Two Iraqi men talked rapidly to the interpreter working with the local Iraqi Army unit. They sketched a map showing where in the office the bomb had been placed. The bomb truck dispatched its robot.

Doorways were crowded with onlookers. One asked if he could move his car before they detonated the bomb. Through an interpreter, Shatto told him he would be able to move the car if it came to that. A boy of about 10 waved at the soldiers. A man next to him flashed a thumbs up.

Marine Maj. Frank Shelton, of Greenville, S.C., was happy to see a reporter along with the 113th. He’s got quite a story to tell. He and seven Marines have been living at Forward Operating Base Fortitude, a few blocks away, for six months. “I’ve got an Iraqi battalion,” he said. “Twenty thousand voted here (in Iraq’s historic first election in January.) These people like us. People here like the Iraqi army.

“We have won the insurgency here. I’ll make that claim,” Shelton said. “We have not been attacked in six months.” Shelton figures he might be the only outfit in Mosul, a city of something like two million people, able to make night patrols. Elsewhere in the city, the streets are empty at night.
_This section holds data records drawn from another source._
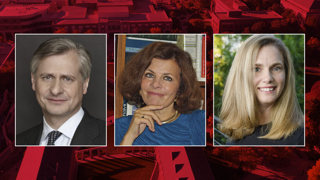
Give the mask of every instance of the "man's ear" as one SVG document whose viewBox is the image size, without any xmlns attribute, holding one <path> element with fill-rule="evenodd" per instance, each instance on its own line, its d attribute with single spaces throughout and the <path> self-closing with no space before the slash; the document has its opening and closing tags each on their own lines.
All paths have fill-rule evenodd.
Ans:
<svg viewBox="0 0 320 180">
<path fill-rule="evenodd" d="M 83 94 L 85 94 L 87 93 L 87 90 L 88 89 L 88 86 L 89 85 L 89 79 L 90 78 L 90 76 L 88 77 L 83 82 Z"/>
<path fill-rule="evenodd" d="M 31 83 L 32 83 L 32 89 L 36 91 L 36 79 L 35 78 L 35 75 L 33 73 L 31 72 Z"/>
</svg>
Shelton carries a photo of one of the officer’s daughters on his shoulder with his identification. “He’s my best friend,” he said.

Disposing of the bomb turned out to be uncomplicated. The radio-controlled robot went in and pulled it apart. A few minutes later a bomb crew guy walked out carrying a wafer of plastic explosive and a grenade.

Men crowded into a doorway waved and cheered, posed for a photo as the 113th pulled out.

Another day, another bomb run.

Said Gray to driver Sharp: “Dude, drop me off at the TOC (Tactical Operations Center) before you get fuel.

“I got about 20 minutes to type up this report before the meeting.”

Editor’s note: W.S. Wilson is embedded with the Indiana National Guard’s 113th Combat Engineering Battalion, based out of northern Indiana and now deployed near Mosul, Iraq. Most of the 113th’s soldiers are from northern Indiana.